When Bishop David O’Connell of Trenton was briefly hospitalized for blood clots last week at least one conservative lobbyist organization based in Canada tried to suggest it was a result of his receiving a COVID vaccine.

The Catholic leader was vaccinated five months earlier.

“Contrary to false reports being circulated by some media outlets, medical professionals treating Bishop O’Connell have dismissed any connection between his recent hospitalization and his January COVID vaccination,” a spokesperson for the Catholic Diocese of Trenton said in a written response to New Jersey 101.5 on Thursday.

O'Connell was discharged on Tuesday and was preparing to ordain a new priest on Saturday, the diocese has said.

As of last month, the CDC said it would monitor isolated cases of inflamed heart muscles — including in one North Jersey man — among people who first received COVID-19 vaccinations.

The CDC update prompted a statement from the American Heart Association/American Stroke Association, which said in part, “We remain confident that the benefits of vaccination far exceed the very small, rare risks.”

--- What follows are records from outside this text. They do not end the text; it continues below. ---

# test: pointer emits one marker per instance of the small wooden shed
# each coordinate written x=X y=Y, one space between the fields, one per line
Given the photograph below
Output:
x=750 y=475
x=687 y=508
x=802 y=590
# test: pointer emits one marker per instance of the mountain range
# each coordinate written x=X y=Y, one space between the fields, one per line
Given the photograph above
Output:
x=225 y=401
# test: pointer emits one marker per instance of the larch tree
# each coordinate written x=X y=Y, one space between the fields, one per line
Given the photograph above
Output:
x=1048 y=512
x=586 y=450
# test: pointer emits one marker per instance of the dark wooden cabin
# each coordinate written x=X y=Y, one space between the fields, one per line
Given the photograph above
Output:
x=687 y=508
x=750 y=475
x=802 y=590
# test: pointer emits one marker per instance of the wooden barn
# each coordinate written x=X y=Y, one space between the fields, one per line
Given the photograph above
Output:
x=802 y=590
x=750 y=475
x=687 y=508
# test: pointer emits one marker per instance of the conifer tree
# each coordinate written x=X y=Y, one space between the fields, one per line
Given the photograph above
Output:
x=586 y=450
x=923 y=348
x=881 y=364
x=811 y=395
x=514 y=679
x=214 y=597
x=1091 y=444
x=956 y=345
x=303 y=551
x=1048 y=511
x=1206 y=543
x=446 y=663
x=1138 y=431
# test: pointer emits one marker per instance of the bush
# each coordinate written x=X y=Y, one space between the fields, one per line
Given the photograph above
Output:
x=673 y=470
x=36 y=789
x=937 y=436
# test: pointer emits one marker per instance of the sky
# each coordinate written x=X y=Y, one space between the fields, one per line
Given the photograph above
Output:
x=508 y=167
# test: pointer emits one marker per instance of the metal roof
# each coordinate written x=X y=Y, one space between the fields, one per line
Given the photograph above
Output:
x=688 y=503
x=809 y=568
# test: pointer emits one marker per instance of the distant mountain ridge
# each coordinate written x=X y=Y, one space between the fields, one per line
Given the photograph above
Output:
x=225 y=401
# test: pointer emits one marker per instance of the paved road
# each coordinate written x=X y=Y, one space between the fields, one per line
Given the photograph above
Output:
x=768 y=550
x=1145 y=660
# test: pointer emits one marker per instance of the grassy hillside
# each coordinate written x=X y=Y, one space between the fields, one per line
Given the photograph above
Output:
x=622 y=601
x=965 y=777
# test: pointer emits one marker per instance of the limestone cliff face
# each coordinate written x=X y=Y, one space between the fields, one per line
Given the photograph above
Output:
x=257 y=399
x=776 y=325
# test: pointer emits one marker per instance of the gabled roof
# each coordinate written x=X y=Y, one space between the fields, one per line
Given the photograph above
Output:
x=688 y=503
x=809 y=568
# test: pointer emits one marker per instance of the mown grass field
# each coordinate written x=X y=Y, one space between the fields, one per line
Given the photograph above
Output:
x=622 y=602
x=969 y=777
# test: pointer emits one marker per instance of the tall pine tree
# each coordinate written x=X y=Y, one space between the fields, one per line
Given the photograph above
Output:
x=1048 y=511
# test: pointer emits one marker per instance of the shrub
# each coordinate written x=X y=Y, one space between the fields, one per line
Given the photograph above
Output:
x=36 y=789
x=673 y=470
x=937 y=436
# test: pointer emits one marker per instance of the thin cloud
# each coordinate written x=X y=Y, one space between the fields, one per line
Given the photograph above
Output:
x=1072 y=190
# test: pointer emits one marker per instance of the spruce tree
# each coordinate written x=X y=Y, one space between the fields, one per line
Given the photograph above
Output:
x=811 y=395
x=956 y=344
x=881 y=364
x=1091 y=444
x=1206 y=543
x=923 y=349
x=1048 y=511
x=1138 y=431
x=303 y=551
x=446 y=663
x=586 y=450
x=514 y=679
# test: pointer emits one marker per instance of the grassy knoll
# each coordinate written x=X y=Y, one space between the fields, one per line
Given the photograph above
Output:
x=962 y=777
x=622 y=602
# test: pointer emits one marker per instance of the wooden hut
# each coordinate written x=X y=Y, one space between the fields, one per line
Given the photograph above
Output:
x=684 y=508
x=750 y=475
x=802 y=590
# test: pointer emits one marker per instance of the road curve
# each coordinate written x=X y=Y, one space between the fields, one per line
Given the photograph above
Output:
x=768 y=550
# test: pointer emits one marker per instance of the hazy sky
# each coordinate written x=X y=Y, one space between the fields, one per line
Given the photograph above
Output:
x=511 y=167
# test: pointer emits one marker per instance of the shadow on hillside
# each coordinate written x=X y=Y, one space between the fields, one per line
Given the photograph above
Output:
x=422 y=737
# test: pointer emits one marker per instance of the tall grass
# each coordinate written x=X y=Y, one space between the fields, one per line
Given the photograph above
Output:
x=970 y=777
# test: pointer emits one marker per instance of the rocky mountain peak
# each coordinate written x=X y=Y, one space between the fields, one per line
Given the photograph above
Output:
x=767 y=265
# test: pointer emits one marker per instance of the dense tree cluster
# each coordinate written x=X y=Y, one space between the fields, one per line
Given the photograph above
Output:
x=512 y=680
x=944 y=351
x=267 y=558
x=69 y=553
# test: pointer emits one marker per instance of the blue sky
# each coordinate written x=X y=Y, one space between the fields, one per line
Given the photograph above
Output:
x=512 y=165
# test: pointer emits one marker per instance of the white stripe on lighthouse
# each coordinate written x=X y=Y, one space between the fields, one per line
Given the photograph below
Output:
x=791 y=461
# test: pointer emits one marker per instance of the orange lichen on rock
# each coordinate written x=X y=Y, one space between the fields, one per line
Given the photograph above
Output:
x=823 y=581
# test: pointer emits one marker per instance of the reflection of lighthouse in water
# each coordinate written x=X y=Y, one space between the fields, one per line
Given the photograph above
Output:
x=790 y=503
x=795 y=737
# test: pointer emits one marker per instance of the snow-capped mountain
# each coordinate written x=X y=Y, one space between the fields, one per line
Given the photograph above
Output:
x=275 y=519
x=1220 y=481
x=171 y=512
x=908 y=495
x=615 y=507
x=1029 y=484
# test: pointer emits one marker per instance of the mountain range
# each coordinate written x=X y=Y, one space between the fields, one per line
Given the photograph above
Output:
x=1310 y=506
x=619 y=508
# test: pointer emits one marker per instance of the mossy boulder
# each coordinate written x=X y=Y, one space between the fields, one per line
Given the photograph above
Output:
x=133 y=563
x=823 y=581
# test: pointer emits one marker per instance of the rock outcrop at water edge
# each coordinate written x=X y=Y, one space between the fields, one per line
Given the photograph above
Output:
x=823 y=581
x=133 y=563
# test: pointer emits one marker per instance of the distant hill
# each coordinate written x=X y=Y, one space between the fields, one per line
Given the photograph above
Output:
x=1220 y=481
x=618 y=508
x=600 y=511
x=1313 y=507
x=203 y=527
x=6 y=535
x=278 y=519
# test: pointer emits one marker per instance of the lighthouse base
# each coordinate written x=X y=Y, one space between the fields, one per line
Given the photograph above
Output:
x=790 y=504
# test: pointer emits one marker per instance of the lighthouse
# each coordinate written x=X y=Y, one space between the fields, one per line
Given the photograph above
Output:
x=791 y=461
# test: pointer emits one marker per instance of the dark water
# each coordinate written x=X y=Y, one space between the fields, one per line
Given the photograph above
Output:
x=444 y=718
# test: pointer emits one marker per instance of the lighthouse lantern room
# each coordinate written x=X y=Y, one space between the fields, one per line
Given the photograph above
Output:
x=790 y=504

Among recent cases, a 31-year-old Saddle River man dealt with an inflamed heart, diagnosed three days after he received his first dose of Pfizer vaccine, as reported by NorthJersey.com.

After what Mody Shehab described as intense and frightening pain, the same report said he is doing well with no heart damage according to his cardiologist.

An increase of teens and young adults reporting myocarditis and pericarditis (inflammation of tissue around the heart) was being watched closely, according to federal health officials in late May.

The AHA/ASA statement continued that no connection has yet been made to vaccines actually causing such heart inflammation, which is usually the result of a viral infection.

Infection with COVID-19 continues to present a far greater risk of death or long term health effects, the AHA/ASA said, amid medical evidence that novel coronavirus has led to myocarditis and pericarditis, in addition to other potentially deadly conditions including heart attacks and blood clots in lungs.

In April, the AHA/ASA said there remains a much greater risk of blood clots in a patient’s brain as a direct result of COVID-19 infection as compared to the risk of blood clots as a potential side effect from receiving a vaccine — eight to 10 times higher.

Misinformation online has continued to spark concerns amid a lack of evidence linking symptoms as a result of vaccination.

Among skeptics of U.S. COVID-19 vaccination efforts, a common reference is to the CDC’s Vaccine Adverse Event Reporting System (VAERS), which is an open online collection system for post-vaccine events.

Anyone can submit a report and those seen online have not yet been investigated by medical professionals, which means there is no evidence that issues listed were caused by a vaccine.